Some limitations in the experimental design of the studies included in this systematic review must be acknowledged. First, some of the trials [
16,
23] had a small sample size, which might restrict the accuracy of the findings. Second, none of the included studies ruled out the interference of other dietary supplements, such as antibiotics, Mediterranean-style diets, other probiotics or fermented foods. Such dietary supplements may have a direct effect on the gut microbiota and metabolic profiles, which can in turn influence the gut–brain axis and related disorders. For instance, the results of a high-quality meta-analysis suggested that Mediterranean diets are negatively correlated with the risk of developing MCI and AD [
40]. Therefore, such factors should be taken into consideration in future studies. Third, the included studies assessed cognitive function using a variety of rating scales. As the rating scales have different sensitivities and specificities for cognitive impairment, one or more gold-standard rating tools should be established to ensure the stability and reliability of results across studies. Fourth, to better distinguish patients with AD and without dementia, a commonly used clinical diagnosis criteria such as the NINCDS-ADRDA should be used. However, only four of our included studies [
16,
23,
24,
25] applied the NINCDS-ADRDA criteria.

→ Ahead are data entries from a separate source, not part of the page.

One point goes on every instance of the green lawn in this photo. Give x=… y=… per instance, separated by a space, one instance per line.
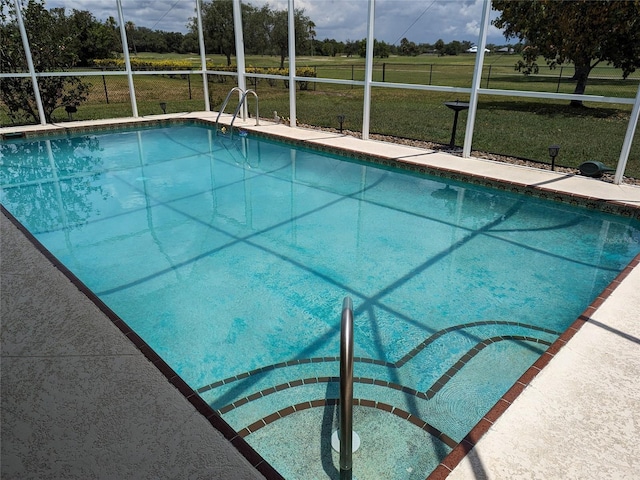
x=505 y=125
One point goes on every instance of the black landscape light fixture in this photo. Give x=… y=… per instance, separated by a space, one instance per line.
x=71 y=109
x=553 y=153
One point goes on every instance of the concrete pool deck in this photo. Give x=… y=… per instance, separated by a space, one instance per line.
x=79 y=400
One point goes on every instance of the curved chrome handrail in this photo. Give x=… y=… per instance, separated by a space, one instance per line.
x=226 y=100
x=243 y=96
x=346 y=385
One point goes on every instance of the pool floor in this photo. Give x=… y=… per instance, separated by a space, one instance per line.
x=312 y=412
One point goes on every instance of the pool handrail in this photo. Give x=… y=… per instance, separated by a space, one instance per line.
x=243 y=97
x=346 y=385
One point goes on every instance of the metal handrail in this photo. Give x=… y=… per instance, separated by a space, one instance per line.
x=240 y=103
x=243 y=96
x=346 y=385
x=226 y=100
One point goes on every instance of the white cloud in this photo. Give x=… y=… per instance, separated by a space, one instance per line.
x=421 y=21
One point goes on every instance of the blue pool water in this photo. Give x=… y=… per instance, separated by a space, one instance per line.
x=232 y=256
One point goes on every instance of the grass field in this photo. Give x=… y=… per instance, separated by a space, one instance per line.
x=506 y=125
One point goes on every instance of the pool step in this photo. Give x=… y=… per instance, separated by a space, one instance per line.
x=255 y=400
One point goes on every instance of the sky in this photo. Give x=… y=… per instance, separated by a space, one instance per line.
x=420 y=21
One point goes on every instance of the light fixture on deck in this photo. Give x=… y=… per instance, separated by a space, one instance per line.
x=553 y=153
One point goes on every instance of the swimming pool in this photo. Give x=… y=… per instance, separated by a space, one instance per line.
x=233 y=257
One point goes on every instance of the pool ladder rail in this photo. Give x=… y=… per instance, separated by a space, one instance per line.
x=346 y=434
x=241 y=102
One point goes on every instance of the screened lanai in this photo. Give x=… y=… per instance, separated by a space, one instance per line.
x=358 y=93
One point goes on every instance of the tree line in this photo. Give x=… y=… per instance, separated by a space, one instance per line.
x=581 y=32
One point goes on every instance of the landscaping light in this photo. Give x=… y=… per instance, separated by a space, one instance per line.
x=553 y=153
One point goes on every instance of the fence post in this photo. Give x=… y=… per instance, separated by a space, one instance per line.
x=106 y=92
x=559 y=78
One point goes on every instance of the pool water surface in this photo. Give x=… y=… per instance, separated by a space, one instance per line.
x=230 y=257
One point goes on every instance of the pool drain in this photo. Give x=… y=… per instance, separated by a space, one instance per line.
x=335 y=441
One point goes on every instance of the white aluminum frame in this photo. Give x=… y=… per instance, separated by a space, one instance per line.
x=474 y=92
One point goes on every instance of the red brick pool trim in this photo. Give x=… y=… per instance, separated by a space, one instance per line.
x=447 y=465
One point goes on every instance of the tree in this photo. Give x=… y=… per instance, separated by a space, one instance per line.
x=279 y=33
x=90 y=38
x=52 y=49
x=584 y=32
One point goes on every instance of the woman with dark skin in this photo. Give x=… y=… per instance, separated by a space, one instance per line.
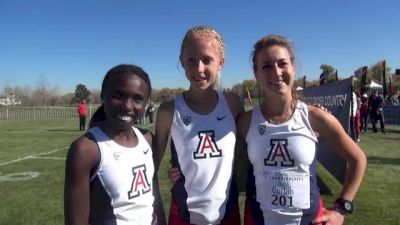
x=110 y=171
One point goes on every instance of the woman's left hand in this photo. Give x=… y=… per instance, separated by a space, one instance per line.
x=330 y=217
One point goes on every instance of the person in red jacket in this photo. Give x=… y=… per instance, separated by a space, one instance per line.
x=364 y=112
x=82 y=114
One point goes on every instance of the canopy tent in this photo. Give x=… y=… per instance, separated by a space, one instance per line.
x=373 y=85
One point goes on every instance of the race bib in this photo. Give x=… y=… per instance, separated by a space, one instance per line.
x=287 y=189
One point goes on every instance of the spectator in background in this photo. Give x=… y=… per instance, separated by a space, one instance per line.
x=364 y=111
x=82 y=114
x=376 y=111
x=357 y=120
x=150 y=111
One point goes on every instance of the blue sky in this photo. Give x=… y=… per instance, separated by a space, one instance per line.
x=64 y=43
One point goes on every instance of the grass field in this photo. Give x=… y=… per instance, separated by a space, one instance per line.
x=32 y=158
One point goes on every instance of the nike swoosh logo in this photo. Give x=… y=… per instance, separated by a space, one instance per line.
x=297 y=128
x=221 y=118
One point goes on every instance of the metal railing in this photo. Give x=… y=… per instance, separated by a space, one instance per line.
x=23 y=112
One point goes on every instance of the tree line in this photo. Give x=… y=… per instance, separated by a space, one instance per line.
x=45 y=95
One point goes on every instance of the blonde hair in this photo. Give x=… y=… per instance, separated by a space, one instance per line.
x=204 y=31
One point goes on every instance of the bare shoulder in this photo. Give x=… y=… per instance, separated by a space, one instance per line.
x=84 y=150
x=166 y=108
x=321 y=120
x=234 y=103
x=148 y=135
x=243 y=123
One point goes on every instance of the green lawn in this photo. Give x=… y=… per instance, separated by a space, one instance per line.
x=32 y=148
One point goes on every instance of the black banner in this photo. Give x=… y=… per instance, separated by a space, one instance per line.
x=336 y=97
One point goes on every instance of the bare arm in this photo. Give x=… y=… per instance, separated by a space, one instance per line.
x=82 y=156
x=158 y=205
x=241 y=159
x=235 y=105
x=329 y=128
x=162 y=131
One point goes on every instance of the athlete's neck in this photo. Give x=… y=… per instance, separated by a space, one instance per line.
x=202 y=102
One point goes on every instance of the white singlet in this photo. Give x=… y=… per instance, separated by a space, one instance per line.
x=205 y=149
x=122 y=187
x=283 y=157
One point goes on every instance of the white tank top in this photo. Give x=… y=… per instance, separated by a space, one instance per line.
x=282 y=156
x=125 y=174
x=205 y=149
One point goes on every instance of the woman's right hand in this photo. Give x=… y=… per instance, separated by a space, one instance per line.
x=174 y=174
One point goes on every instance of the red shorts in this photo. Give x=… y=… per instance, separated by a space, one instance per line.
x=233 y=218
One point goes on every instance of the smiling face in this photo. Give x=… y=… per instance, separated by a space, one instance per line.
x=125 y=99
x=202 y=62
x=202 y=57
x=274 y=70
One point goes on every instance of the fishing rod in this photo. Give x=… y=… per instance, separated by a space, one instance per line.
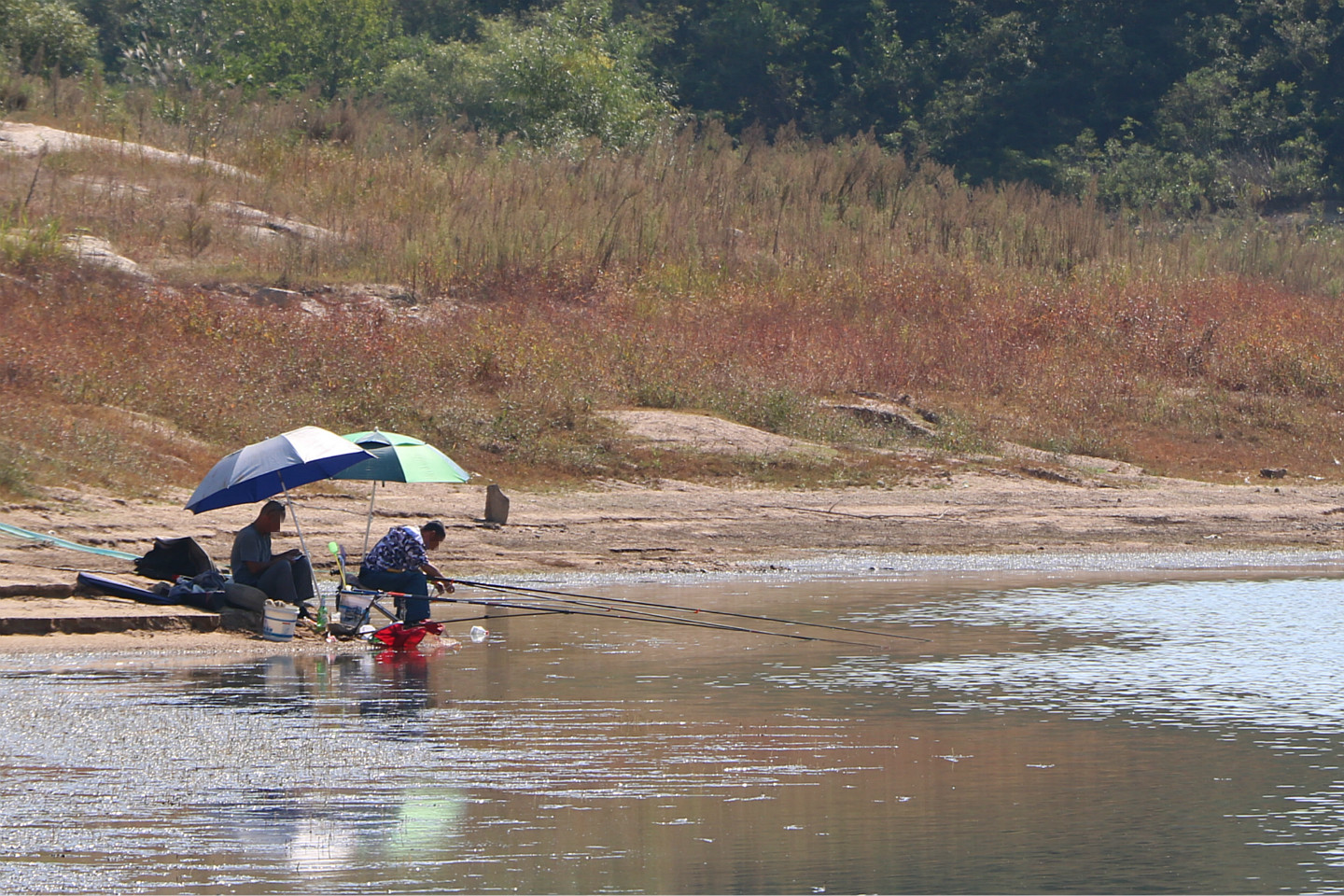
x=672 y=606
x=637 y=615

Fifth, none of the included studies ruled out the interference of other lifestyle interventions that can improve cognitive status and possibly even prevent cognitive impairment, dementia and AD [
41], such as mental activities and exercise and specific multinutrient interventions [
4]. Sixth, only two of the included studies [
17,
27] grouped the patients according to disease severity and evaluated the effects of probiotics on them separately. Evidence from previous researches have shown that the health effect of probiotics may differ among different diseases stages [
26,
27]. Consistently, our findings suggest that probiotic intervention at early stages of AD, such as MCI, could improve cognitive function and delay disease progression. Lastly, four of the included studies [
17,
23,
24,
25] did not report the adverse effects of probiotic administration. Although probiotics have a demonstrable history of safe use as dietary supplements, elderly people have decreased immunity and a high risk of serious adverse effects, such as gastrointestinal side effects, systemic infections and skin complications. Therefore, future studies are encouraged to report the adverse effects of probiotic supplementation [
42]. By addressing all of these limitations in the design of future probiotic intervention-based studies, the beneficial effects of probiotics on AD could be more comprehensively and systematically clarified.
This systematic review has some noteworthy strengths. First, the systematic review and meta-analysis strictly followed the recommendations of the Cochrane handbook and the results were rigorously reported in accordance with the PRISMA statement. Second, we applied a random-effects model and performed sensitivity and subgroup analyses to adequately capture the heterogeneity among the study results. Third, we fully discussed the limitations of the experimental design of the included studies, addressing these methodological limitations may guide future researches.
Despite these strengths, our systematic review has some limitations. First, despite exhaustive literature searches, we might have missed some eligible studies. Second, the features of some included studies may have potential risk of bias due to commercial funding and defects in the experimental design. Third, the format of the data reported by some studies was not suitable for our analyses. Lastly, in terms of the high heterogeneity indicated, our findings should be interpreted with caution.